Bug #39648 Replication failure on RBR + Innodb + 2 bit fields + LIMIT + no PK
Submitted: 25 Sep 2008 12:34 Modified: 12 Mar 23:17
Reporter: Philip Stoev
Status: Closed
Category:Server: InnoDB Severity:S2 (Serious)
Version:5.1, 6.0 bzr OS:Any
Assigned to: Marko Mäkelä Target Version:5.1+
Triage: Triaged: D2 (Serious) / R2 (Low) / E3 (Medium)

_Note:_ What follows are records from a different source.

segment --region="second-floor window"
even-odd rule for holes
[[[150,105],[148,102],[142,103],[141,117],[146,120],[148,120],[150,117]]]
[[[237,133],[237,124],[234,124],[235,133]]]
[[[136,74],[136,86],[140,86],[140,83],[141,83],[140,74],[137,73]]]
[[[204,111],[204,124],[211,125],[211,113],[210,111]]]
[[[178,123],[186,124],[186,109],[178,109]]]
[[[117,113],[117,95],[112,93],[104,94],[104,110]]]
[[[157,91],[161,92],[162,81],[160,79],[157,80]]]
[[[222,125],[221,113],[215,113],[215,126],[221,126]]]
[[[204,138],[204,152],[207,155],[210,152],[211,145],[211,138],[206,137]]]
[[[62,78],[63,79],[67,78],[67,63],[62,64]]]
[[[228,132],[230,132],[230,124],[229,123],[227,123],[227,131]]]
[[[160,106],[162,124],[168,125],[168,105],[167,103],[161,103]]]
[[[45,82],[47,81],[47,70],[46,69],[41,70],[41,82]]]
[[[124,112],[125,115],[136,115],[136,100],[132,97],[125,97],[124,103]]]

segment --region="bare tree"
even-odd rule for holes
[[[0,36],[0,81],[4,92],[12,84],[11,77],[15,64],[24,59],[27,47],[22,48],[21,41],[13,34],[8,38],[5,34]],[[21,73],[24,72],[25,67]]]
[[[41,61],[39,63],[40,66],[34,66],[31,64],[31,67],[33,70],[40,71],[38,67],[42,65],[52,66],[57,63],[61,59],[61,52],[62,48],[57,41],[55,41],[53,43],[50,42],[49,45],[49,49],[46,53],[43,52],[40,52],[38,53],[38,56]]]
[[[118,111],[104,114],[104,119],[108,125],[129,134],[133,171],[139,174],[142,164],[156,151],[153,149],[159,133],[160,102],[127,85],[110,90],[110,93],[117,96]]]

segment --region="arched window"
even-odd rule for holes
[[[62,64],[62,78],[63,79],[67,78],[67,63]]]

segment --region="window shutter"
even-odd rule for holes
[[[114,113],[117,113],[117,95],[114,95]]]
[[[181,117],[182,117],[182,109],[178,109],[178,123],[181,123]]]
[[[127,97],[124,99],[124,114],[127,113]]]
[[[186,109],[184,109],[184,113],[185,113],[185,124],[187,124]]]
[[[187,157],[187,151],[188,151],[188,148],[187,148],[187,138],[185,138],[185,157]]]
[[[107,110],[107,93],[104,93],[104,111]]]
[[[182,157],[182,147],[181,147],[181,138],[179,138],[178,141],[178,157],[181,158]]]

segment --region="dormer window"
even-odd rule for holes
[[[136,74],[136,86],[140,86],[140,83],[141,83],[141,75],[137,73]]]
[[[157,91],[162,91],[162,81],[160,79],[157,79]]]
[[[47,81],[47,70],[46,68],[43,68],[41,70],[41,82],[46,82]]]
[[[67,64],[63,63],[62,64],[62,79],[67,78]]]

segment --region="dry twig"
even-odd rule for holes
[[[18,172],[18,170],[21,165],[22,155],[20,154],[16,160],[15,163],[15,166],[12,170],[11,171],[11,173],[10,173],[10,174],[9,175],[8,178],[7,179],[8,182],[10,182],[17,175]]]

[25 Sep 2008 12:34] Philip Stoev
Description:
When replicating a innodb table containing two bit columns but no PK, using RBR, a query
containing LIMIT will cause the replication to fail with:

Could not execute Delete_rows event on table test.table0_innodb; handler error
HA_ERR_END_OF_FILE

How to repeat:
--source include/master-slave.inc
--incude include/have_innodb.inc

CREATE TABLE t1 (`bit` bit, `bit2` bit) ENGINE=innodb;
INSERT INTO t1 ( `bit` ) VALUES ( 0 );
DELETE FROM t1 WHERE `bit` < 2 LIMIT 1;

--save_master_pos
--connection slave
--sync_with_master

SHOW SLAVE STATUS;
[25 Sep 2008 18:41] Sveta Smirnova
Thank you for the report.

I can not repeat error with 5.1 and with 6.0 I get:

Last_Error      Could not execute Delete_rows event on table test.t1; Unknown table
engine 'innodb', Error_code: 1286; Using storage engine MyISAM for table 't1',
Error_code: 1266; handler error HA_ERR_END_OF_FILE; the event's master log
master-bin.000001, end_log_pos 540

Is it same as in your case? Could you please confirm or reject if problem is repeatable
with last 5.1. sources.
[25 Sep 2008 18:59] Philip Stoev
From this message

"Unknown table engine
'innodb', Error_code: 1286; Using storage engine MyISAM for table 't1',"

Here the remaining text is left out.